Lernen Sie zu akzeptieren, dass Sie nicht alles steuern können. Akzeptieren Sie auch, dass die vor Ihnen liegende Aufgabe Zeit benötigt. Machen Sie sich bewusst, dass Sie Ihr Bestes geben. Kommt es zu Hindernissen oder werden Ihnen Grenzen gesetzt, dann ist das außerhalb Ihres Handlungsbereichs. Nehmen Sie diese Situation als gegeben hin, wenn Sie sie nicht verändern können. Sobald Sie eine nicht veränderbare Situation akzeptieren und loslassen, haben Sie Zeit. Diese Zwangspausen haben etwas Positives. Sie helfen, zur Ruhe zu kommen und neue Kraft zu tanken.
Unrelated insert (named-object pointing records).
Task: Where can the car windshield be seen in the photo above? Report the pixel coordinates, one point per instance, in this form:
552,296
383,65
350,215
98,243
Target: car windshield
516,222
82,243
Denn wer sich selbst ständig Höchstleistungen abverlangt, kann sich nicht nur überfordern, sondern verliert auch an Kraft und Motivation.

 

Tipp 5: Legen Sie bei größeren Projekten Teilziele fest

 

Bei größeren Projekten ist es sinnvoll, Teilziele festzulegen. Dazwischen liegen Zeitpuffer, die Sie davor bewahren, in Zeitdruck zu geraten. Das ist ein wichtiger Schritt, um Ungeduld zu vermeiden. Nach Erreichen eines Teilziels können Sie Erfolgserlebnisse feiern und sich erneut motivieren. Sollten Sie dennoch ungeduldig werden, akzeptieren Sie diese Ungeduld und kämpfen Sie nicht dagegen an.

 

Noch ein Wort zum Schluss: Kein Mensch ist nur ungeduldig oder nur geduldig. Beobachten Sie sich einfach mal dabei, wann Ihnen der Geduldsfaden reißt und wann nicht, und führen Sie darüber Buch. Sie werden sehen, dass es Spaß macht, sich selbst besser kennenzulernen und an sich zu arbeiten!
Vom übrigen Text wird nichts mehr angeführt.